Bu soruya biraz derin, felsefik cevap bekleyenleri maalesef hayal kırıklığına uğratacağım. Kırsalda yaşamak gençliğimden beri hep istediğim bir şeydi. 2,5 sene önce tüm hayallerini gerçekleştirmiş birisi olarak nihai hayalimin peşinden gitmeye karar verdim. Kırsalda bir hayat, en sevdiğim coğrafya olan Balkanlarda, kısa sürede çok özel dostlar kazandığım Sırbistan’da neden olmasındı. Biraz ani fakat gerekli bu kararı aldıktan sonra Sırbistan’a geri döndüm. Burada Rudnik dağlarının eteklerinde, ormanın içinde yaşayan bir yazarın yanında yaşamaya başladım. Böylece Balkanların doğal güzelliklerini çok daha kolay keşfedebiliyorum, kırsalda yaşadığım basit hayat sayesinde kitabımı yazıyorum ve her şey bir yana ütopyamın içinde yaşamanın keyfine varıyorum.

Adım, adım seyahat etmeyi tercih ediyorsun. Adım, adım yolculuk ne tür farkındalıklar yaratıyor?

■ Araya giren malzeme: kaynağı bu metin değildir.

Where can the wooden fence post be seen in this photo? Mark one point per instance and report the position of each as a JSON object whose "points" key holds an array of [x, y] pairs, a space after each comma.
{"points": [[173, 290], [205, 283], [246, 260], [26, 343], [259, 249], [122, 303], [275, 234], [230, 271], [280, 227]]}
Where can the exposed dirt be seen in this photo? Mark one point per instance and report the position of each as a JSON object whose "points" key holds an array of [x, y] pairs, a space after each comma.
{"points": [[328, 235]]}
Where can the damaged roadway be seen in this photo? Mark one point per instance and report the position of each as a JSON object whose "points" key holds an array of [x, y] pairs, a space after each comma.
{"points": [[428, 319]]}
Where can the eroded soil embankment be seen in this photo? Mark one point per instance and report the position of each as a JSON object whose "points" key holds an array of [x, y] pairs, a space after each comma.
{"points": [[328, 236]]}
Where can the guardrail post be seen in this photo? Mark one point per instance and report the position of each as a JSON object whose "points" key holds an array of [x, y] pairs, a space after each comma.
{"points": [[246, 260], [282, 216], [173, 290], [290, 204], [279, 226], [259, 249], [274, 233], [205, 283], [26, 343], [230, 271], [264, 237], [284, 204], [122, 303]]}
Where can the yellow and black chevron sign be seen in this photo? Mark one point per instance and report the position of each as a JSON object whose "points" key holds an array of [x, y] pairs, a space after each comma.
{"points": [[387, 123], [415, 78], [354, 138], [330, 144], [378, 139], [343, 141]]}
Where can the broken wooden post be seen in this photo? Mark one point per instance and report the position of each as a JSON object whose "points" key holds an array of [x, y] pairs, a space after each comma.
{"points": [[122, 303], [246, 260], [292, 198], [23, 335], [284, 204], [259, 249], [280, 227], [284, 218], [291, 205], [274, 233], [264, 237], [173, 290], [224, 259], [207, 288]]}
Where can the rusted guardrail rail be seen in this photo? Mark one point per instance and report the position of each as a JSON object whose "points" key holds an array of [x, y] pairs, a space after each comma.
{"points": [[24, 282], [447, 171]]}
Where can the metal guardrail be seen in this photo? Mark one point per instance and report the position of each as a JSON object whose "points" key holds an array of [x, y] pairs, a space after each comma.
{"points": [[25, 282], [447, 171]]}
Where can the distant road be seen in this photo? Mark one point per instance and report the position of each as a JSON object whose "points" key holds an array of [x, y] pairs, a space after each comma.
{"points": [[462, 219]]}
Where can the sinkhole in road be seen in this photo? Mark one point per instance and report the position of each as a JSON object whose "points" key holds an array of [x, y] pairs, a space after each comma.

Uzun mesafeleri yürümek insanda geri dönüşü zor değişiklikler yaratıyor. Bir kere günlerce, aylarca yürüyen insan için zaman ve hız kavramları tamamen değişiyor. Acele etmek, bir şeyi hemen yapmak, kısa sürede çok iş yapmak gibi kavramlar zihinde kayboluyor. Sabrın ve özgüvenin git gide arttığı bir yolculuk şekli olduğuna inanıyorum.
Yürümek son derece basit bir eylem olduğu için insanın kendisiyle yüzleştiği, her adımda kendisinin ve çevresinin farkında olduğu, hiçbir yerden geçmeden her yere gidebildiği bir seyahat şeklidir. Açıklaması biraz zor fakat tüm bu özellikleri bir araya getirdiğinizde eminim ne demek istediğimi anlarsınız.
Son olarak söylemek istediklerin?
Çok klasik olacak fakat hayatınızı ve hayallerinizi ertelemeyin. Çok isterseniz, hayal kurarsanız mutlaka başarırsınız, evren size hayallerinizi mutlaka sunacaktır demeyi isterdim ancak bunların kocaman bir yalandan ibaret olduğunu bilmenizi isterim. Hayallerinizi ortaya koyun, planınızı yapın, gerekirse tekrar tekrar planlar yapın, plana sadık kalarak çok çalışın, kendinizi her daim geliştirin ve hayalinizi yaşamanın dayanılmaz keyfine varın. Ölmeden önce en azından bir hayalinizi gerçekleştirmiş olmanızı diliyorum.
Güzel ve içten sorular için teşekkürler. Keyifle cevapladığım nadir röportajlardan oldu.
Katkın ve öykünü bizimle paylaştığın için ben teşekkür ederim.